クリニック運営において、医療法人化することによる変化
厚生労働省は、医療法人を「病院、医師もしくは歯科医師が常時勤務する診療所または介護老人保健施設を開設することを目的として、医療法の規定にもとづき設立される法人」と定義しています。
ここからは、個人事業主のクリニックを医療法人化することによってどのような変化が起こるのか、具体的な変化の中で大きなものを3つご紹介します。
- すべての法的権利及び義務が医療法人に帰属する
- クリニックの財産の所有者が変わる
- クリニックの経営権も院長個人から法人に移る
①すべての法的権利及び義務が医療法人に帰属する
そもそも、個人事業主の場合には、個人事業はすべて無限責任であるため、すべての法的権利・義務(債務・債権)は個人に帰属します。
しかし、医療法人を設立すると、それらの権利や義務は法人に帰属するようになります。
また、医療法人の理事は理事の構成員として医療法人の業務執行の意思決定に参画することになり、法人に大きな損害を及ぼす危険性があることを発見した際の監事への報告を行う義務などが課され、義務違反などの場合には損害賠償責任を負うことになります。
②クリニックの財産の所有者が変わる
個人事業主としてクリニック経営を行っている場合には、クリニックの所有者はもちろん院長自身となります。医療スタッフを雇っていれば雇用主も当然院長自身ですし、給与を払うのも院長自身です。
院長自身の報酬も同様のことが言えます。
個人事業主のクリニックの場合は、診療所の売り上げが院長個人の所得です。
ですからその場合、クリニックの売り上げをそのままプライベートの支払いに使用しても、法律上の問題はありません。
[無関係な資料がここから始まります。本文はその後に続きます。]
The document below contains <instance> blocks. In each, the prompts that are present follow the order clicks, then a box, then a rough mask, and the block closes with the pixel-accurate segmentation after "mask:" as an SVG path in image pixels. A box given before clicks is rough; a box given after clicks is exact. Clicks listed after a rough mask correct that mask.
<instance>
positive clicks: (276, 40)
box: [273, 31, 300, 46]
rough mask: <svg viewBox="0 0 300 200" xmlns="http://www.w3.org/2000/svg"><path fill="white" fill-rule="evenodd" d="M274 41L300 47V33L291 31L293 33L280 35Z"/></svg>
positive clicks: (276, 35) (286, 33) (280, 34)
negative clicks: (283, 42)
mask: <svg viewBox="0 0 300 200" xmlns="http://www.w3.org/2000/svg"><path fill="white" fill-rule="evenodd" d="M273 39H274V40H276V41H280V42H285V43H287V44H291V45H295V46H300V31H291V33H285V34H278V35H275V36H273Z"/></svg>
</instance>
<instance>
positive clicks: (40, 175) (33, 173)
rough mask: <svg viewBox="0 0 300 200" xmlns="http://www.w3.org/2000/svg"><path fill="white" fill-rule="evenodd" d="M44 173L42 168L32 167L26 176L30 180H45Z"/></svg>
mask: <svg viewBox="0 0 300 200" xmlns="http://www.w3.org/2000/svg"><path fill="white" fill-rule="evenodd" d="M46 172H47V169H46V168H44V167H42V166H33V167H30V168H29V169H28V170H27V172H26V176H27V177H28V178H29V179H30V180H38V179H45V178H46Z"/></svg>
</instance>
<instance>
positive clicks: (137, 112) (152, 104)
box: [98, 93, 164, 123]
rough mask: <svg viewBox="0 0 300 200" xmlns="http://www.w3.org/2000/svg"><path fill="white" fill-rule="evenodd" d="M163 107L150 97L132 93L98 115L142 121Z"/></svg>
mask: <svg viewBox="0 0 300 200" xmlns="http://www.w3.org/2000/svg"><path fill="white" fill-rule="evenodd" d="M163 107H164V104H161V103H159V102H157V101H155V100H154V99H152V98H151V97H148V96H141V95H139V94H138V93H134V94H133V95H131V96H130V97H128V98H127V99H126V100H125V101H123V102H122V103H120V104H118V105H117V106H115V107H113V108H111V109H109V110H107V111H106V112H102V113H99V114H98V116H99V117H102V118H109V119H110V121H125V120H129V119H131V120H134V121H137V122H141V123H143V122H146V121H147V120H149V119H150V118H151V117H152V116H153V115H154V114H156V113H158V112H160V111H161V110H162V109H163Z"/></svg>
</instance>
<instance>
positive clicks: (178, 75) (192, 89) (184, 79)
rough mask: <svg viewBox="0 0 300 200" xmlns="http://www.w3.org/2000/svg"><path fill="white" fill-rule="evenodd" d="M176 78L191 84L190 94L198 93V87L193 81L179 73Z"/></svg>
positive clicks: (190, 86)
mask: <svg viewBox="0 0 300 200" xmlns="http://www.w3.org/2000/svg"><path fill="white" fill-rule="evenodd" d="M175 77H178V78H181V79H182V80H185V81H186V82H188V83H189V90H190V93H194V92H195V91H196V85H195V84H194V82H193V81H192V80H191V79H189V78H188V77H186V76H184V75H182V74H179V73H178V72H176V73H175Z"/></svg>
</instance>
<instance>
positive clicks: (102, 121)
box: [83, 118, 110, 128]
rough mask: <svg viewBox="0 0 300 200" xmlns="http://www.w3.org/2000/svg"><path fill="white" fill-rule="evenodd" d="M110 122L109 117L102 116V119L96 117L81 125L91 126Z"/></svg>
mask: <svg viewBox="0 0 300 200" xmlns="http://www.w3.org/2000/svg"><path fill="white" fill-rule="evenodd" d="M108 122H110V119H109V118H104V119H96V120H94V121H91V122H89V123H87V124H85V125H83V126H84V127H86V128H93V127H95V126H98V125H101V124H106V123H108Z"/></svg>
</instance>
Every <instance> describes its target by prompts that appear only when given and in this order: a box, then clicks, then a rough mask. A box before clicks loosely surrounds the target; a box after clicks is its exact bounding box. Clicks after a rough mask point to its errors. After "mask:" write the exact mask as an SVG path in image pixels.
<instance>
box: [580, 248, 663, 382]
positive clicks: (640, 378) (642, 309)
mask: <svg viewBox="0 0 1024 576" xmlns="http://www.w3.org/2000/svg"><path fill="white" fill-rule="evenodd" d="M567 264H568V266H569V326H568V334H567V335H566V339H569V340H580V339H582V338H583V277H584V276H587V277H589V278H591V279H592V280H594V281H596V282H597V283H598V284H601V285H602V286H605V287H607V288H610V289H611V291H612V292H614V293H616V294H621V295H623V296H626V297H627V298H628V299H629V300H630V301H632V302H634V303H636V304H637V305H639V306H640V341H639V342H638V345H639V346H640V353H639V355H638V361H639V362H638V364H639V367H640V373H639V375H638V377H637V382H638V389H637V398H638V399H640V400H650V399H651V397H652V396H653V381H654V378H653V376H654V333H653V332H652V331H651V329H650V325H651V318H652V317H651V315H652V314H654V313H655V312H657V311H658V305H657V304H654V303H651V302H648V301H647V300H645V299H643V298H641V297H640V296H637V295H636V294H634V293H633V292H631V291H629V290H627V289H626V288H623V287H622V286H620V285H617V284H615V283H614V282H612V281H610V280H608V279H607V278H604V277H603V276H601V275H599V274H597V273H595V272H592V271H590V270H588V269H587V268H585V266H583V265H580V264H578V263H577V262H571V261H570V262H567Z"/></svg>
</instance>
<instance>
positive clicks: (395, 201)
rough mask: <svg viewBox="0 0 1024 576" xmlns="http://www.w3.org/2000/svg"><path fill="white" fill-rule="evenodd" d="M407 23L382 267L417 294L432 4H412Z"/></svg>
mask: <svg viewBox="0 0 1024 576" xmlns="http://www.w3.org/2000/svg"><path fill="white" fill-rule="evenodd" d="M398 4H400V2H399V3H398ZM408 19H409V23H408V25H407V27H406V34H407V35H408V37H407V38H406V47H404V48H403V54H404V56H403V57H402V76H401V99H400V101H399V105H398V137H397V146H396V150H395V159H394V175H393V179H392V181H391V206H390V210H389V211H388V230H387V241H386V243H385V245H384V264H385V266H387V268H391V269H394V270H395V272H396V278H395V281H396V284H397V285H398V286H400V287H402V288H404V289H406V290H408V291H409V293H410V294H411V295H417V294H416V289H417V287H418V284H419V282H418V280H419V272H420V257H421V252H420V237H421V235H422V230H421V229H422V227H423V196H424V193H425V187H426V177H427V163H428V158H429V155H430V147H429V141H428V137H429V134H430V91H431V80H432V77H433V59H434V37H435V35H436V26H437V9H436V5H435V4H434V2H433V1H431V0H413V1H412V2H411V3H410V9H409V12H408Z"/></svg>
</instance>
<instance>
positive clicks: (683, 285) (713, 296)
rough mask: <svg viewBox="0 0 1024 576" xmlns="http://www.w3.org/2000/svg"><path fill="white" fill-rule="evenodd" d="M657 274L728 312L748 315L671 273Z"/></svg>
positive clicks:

しかし、医療法人化するとその時点で経営の主体が個人から医療法人に移るため、院長が個人の感覚でクリニックの売り上げをプライベートの支払いに使ってしまうと、院長は法人の資金を勝手に使ったこととなります。
そうした行動は、クリニック経営に悪影響を及ぼす可能性があるため注意が必要となるのです。
③クリニックの経営権も院長個人から法人に移る
クリニックを医療法人化すると、クリニックの所有権だけではなく経営権も院長個人から法人に移ります。
先ほどの院長の報酬を例に挙げると、院長の報酬はクリニックの売り上げそのものではなく、法人から給与が支払われる形となります。
このように、クリニックの経営権が院長個人から法人に移るため、給与の支払い形態や資金の使い方が変わることも医療法人化することによって生じる変化です。